Halsyon nodded, unable to speak.
“I am a scoundrel, a black sheep, a scapegrace, a blackguard. I am a remittance man. Yes. God damn! I am a remittance man.” Mr. Aquila’s eyes turned into wounds. “By your standards I am the great man of infinite power and variety. So was the remittance man from Europe to naive natives on the beaches of Tahiti. Eh? So am I to you as I comb the beaches of this planet for a little amusement, a little hope, a little joy to while away the weary desolate years of my exile…
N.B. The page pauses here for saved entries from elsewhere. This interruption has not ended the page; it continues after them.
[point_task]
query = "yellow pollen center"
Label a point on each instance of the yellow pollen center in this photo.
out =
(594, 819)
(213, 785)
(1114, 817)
“I am bad,” Mr. Aquila said in a voice of chilling desperation. “I am rotten. There is no place in my home that can tolerate me. And there are moments, unguarded, when my sickness and my despair fill my eyes and strike terror into your waiting souls. As I strike terror into you now. Yes?”
Halsyon nodded again.
“Be guided by me. It was the child in Solon Aquila that destroyed him and led him into the sickness that destroyed his life. Oui. I too suffer from baby fantasies from which I cannot escape. Do not make the same mistake. I beg of you…” Mr. Aquila glanced at his wristwatch and leaped up. The sprightly returned to his manner. “Jeez. It’s late. Time to make up your mind, old bourbon & soda. Which will it be? Old face or pretty face? The reality of dreams or the dream of reality?”
“How many decisions did you say we have to make in a lifetime?”
“Five million two hundred and seven ty-one thousand and nine. Give or take a thousand. God damn.”
“And which one is this for me?”
“Ah? Verite sans peur. The two million six hundred and thirty-five thousand five hundred and fourth… off hand.”
“But it’s the big one.”
“They are all big.” Mr. Aquila stepped to the door, placed his hand on the buttons of a rather complicated switch and cocked an eye at Halsyon.
“Voila tout,” he said. “It rests with you.”
“I’ll take it the hard way,” Halsyon decided.
There was a silver chime from the switch, a fizzing aura, a soundless explosion, and Jeffrey Halsyon was ready for his 2,635,505th decision.